First Descendant: Sterile Hybridity, Woodblock Print, 48 x 36 inches, 2019.

Balaake, Dalaake (My Children, Your Children), Acrylic Paint and Beadwork on Vinyl Wallpaper, 24 1/4 x 33 1/2 inches, 2020

Not all of my work surrounding Indigeneity centers around difficult aspects of my identity, and not all of my emotions and thoughts surrounding it are confusing.

My connection to my family is clear and strong, and many positive memories of my culture are influential to my work as well.

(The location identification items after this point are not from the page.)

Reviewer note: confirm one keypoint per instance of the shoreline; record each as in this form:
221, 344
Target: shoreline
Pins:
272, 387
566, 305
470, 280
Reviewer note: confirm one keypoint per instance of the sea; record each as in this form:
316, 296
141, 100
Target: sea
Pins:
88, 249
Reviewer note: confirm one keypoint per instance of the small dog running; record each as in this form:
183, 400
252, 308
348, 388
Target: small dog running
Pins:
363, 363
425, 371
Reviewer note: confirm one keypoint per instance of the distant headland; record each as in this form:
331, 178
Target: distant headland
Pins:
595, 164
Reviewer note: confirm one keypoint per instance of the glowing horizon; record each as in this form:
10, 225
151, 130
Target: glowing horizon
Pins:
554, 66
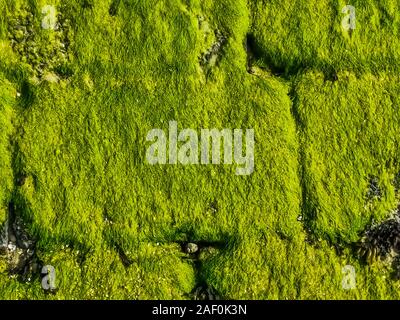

My first exposure to art and making as a child was through my mother's beadwork, and the colors and patterns which she uses often influence my own palette.

Me at 23, in regalia made by my Mom Anita Moore-Nall

 Photo taken by Lane Iverson at Lake McDonald, St Ignatius, MT, 2021

Moccasins by Anita Moore-Nall

Photo taken at the MSU Powwow in 2019 

Emergence, Ink and Beadwork, 4 x 6 inches, 2021

Belly of Beast (Land honoring illustration for Aporta Textiles), Ink and Beadwork, 4 x 6 inches, 2021

When I combine the traditional process of beadwork with other forms of art-making, it feels symbolic of my mixed heritage. I have learned techniques from my mother, and am informed by her work and that of other Indigenous artists, but my experiences outside of my culture are influential to my work as well. It can be difficult to exist in this liminal space, and making art has helped me to feel more at home in my identity.